Selain menjamin keberlanjutan layanan, DPR dan pemerintah juga sepakat melakukan pengecekan dan pemutakhiran data kepesertaan PBI. Proses tersebut akan melibatkan Kementerian Sosial, pemerintah daerah, Badan Pusat Statistik (BPS), serta BPJS Kesehatan dengan menggunakan data pembanding terbaru.

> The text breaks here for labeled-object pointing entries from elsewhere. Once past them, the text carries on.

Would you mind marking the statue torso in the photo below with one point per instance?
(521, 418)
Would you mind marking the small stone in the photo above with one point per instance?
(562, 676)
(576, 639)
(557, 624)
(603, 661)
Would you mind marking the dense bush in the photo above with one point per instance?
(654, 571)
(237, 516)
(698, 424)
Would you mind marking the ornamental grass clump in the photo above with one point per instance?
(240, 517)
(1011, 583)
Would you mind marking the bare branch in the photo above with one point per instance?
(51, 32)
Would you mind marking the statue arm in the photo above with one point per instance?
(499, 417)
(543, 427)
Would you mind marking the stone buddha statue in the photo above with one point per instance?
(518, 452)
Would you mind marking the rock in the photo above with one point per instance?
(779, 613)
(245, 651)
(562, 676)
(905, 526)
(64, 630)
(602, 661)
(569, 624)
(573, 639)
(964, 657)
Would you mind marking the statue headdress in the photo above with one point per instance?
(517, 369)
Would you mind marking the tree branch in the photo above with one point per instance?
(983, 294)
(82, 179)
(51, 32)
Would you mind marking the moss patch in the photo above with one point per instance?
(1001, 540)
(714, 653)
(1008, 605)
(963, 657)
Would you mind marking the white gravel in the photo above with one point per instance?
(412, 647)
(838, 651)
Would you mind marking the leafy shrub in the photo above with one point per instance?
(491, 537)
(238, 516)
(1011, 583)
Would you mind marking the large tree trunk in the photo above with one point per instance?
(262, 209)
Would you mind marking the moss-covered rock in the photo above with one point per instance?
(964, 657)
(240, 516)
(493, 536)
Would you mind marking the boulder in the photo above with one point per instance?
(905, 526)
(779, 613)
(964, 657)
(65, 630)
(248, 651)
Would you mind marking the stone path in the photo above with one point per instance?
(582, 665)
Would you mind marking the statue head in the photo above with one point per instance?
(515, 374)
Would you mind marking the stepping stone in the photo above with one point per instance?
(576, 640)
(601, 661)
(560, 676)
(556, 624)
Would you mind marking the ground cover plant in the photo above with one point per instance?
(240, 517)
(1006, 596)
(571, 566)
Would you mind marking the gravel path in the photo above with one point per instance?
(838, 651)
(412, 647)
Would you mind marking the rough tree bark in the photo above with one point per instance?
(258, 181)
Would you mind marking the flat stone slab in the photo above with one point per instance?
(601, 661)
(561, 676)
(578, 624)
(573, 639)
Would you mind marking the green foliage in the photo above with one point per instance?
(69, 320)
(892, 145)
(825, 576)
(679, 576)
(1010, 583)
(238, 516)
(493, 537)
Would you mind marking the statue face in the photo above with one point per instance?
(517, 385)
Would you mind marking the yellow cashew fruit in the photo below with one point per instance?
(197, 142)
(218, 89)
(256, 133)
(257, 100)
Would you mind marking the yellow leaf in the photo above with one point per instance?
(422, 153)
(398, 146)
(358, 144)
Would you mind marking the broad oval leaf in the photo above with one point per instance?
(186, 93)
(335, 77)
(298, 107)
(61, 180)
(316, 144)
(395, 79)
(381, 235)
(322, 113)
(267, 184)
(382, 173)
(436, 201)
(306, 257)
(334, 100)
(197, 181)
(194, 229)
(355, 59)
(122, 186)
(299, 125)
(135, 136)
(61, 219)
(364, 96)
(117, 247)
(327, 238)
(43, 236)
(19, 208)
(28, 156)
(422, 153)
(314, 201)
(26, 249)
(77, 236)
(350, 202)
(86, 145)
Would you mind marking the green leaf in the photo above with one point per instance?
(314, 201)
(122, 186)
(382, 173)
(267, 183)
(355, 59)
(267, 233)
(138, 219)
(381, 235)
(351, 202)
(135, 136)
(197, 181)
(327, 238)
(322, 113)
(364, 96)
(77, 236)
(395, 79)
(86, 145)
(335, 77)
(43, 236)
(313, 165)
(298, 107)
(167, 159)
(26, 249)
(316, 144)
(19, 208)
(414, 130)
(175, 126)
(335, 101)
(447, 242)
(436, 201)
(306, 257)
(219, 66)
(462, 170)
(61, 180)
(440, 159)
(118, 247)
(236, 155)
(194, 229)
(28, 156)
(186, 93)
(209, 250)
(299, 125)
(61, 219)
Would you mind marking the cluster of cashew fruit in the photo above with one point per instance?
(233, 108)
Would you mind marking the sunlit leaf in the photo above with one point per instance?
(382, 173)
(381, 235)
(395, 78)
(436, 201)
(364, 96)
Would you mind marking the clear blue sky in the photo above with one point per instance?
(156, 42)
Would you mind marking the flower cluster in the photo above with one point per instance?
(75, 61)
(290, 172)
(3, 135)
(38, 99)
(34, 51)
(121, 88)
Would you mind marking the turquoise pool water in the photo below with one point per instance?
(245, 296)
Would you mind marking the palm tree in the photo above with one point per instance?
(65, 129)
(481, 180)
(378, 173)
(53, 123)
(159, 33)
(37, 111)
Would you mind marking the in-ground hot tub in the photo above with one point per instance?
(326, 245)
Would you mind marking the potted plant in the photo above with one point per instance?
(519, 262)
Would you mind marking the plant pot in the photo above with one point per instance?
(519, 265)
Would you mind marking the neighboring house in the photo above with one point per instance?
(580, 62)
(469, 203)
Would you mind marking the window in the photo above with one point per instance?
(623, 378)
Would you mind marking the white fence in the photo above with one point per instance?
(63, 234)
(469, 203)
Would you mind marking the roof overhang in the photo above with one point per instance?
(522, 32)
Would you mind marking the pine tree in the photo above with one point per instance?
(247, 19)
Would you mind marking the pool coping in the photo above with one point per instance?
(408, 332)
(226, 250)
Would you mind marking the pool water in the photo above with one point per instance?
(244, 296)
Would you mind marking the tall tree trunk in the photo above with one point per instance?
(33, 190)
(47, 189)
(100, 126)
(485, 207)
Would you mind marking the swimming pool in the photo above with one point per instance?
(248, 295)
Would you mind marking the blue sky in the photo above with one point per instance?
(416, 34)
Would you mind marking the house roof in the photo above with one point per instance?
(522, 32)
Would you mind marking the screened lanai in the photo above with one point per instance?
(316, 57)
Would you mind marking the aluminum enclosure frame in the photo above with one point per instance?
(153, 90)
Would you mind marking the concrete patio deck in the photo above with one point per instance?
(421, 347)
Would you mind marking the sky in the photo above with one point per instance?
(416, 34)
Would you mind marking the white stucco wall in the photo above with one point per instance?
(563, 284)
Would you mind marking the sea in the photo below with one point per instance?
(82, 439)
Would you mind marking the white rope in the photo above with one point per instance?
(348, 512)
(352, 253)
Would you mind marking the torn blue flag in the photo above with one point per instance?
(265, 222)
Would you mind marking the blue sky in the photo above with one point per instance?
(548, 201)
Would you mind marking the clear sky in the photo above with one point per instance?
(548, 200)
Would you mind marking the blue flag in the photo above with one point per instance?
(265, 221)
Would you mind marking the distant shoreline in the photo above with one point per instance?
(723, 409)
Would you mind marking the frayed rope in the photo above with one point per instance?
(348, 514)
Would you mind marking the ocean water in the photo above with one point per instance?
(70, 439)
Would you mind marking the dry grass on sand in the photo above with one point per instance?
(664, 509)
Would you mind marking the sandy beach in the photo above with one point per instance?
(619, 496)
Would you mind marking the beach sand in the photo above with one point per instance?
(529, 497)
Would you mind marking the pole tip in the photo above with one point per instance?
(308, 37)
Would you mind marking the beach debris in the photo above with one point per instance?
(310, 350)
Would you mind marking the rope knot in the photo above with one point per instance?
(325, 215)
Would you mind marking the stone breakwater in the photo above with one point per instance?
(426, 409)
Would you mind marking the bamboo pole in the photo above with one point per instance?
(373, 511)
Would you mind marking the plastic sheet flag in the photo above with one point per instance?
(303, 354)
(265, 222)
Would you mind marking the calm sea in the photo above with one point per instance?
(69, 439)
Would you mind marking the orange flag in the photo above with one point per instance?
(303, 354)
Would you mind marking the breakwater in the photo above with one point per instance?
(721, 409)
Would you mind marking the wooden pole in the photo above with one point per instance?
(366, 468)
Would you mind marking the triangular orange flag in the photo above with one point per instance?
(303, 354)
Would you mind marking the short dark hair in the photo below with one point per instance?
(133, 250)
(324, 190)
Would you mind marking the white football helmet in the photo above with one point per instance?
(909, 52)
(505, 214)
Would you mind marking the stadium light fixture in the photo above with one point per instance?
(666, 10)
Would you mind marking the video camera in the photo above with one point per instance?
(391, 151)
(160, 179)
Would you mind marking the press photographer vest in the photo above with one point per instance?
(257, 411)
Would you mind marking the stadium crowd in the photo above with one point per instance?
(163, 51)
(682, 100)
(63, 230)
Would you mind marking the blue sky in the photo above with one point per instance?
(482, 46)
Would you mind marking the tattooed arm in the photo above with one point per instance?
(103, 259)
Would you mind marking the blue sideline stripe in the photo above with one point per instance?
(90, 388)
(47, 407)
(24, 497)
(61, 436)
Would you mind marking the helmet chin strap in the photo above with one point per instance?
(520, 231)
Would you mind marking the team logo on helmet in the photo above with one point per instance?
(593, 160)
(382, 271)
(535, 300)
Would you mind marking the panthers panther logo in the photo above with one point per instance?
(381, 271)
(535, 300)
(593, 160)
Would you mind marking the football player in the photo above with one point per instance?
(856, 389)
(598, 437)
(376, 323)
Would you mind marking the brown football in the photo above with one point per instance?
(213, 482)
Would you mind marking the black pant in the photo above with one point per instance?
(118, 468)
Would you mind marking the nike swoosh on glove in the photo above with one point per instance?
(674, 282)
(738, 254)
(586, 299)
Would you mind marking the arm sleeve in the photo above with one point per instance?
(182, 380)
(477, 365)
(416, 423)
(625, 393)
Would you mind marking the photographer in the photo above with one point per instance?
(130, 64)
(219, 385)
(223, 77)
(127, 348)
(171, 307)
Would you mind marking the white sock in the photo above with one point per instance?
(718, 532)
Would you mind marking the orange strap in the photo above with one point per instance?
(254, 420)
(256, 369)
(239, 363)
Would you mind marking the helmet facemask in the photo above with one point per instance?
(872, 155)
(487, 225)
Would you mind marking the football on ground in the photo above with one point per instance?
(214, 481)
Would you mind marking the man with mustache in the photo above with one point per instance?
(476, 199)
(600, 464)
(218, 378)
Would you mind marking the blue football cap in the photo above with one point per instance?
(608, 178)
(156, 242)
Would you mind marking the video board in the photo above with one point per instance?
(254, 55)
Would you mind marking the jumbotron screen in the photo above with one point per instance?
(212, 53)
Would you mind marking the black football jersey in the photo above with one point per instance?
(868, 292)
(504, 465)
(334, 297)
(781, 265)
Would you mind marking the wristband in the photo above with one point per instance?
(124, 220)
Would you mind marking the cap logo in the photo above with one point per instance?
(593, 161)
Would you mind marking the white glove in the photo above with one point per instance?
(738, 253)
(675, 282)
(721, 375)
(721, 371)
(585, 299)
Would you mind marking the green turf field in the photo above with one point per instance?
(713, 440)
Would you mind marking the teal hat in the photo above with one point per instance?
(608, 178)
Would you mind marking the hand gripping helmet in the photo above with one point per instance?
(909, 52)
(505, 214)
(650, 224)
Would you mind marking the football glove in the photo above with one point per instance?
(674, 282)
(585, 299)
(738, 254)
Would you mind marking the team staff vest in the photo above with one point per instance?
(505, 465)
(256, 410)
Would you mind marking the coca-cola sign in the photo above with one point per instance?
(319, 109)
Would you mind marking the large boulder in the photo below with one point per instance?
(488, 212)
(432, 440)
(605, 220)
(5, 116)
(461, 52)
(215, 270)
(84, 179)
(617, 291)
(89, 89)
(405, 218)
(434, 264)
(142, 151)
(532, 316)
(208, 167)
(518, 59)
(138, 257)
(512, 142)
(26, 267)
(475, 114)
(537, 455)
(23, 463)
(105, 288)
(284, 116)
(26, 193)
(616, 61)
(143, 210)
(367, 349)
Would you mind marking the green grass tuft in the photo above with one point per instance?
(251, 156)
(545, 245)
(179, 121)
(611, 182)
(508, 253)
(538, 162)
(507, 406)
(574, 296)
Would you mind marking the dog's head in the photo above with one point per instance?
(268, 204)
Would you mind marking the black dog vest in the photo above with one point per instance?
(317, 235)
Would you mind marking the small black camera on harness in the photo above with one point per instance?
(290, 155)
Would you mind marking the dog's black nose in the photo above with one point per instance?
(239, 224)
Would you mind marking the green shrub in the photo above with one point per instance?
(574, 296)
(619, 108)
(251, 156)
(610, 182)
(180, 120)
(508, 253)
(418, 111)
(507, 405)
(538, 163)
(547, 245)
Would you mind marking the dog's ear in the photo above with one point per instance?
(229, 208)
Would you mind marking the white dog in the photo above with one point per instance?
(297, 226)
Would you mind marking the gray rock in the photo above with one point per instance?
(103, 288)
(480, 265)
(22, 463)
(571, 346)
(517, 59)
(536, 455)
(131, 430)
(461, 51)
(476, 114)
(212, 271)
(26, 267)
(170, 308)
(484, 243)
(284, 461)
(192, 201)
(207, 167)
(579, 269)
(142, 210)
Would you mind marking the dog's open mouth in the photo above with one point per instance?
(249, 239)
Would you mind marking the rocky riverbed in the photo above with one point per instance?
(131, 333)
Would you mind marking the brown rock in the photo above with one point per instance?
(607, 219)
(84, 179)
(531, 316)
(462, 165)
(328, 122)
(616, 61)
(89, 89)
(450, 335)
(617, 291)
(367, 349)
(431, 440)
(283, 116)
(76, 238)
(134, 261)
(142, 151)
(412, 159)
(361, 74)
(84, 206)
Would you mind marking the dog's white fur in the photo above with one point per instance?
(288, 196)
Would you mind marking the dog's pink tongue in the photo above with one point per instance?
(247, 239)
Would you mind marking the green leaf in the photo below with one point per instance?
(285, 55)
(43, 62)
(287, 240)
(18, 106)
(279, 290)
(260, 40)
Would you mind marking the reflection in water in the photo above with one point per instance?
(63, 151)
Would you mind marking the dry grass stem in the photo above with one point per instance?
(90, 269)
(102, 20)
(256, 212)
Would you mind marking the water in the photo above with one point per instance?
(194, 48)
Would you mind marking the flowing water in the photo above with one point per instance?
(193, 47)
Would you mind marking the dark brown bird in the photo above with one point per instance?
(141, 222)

Langkah ini diambil untuk memastikan penyaluran bantuan iuran benar-benar tepat sasaran. Menurut Dasco, DPR dan pemerintah juga sepakat memaksimalkan anggaran yang telah dialokasikan dalam APBN agar digunakan secara akurat dan efektif.
“Anggaran yang sudah disiapkan harus tepat sasaran dan berbasis data yang benar,” ujarnya.
Dalam rapat tersebut, DPR juga mendorong BPJS Kesehatan agar lebih aktif melakukan sosialisasi kepada masyarakat. BPJS diminta memberikan notifikasi secara jelas apabila terjadi penonaktifan kepesertaan PBI maupun peserta PBPU yang iurannya ditanggung pemerintah daerah.
Tak hanya itu, DPR dan pemerintah bersepakat untuk terus melakukan perbaikan tata kelola jaminan kesehatan nasional. Perbaikan tersebut diarahkan pada pembentukan ekosistem data yang terintegrasi menuju satu data tunggal.
“Kesepakatan ini bertujuan agar masalah serupa tidak kembali terulang dan masyarakat tetap terlindungi,” kata Dasco.
Kesepakatan tersebut kemudian ditanyakan kepada seluruh peserta rapat dan disetujui secara bulat.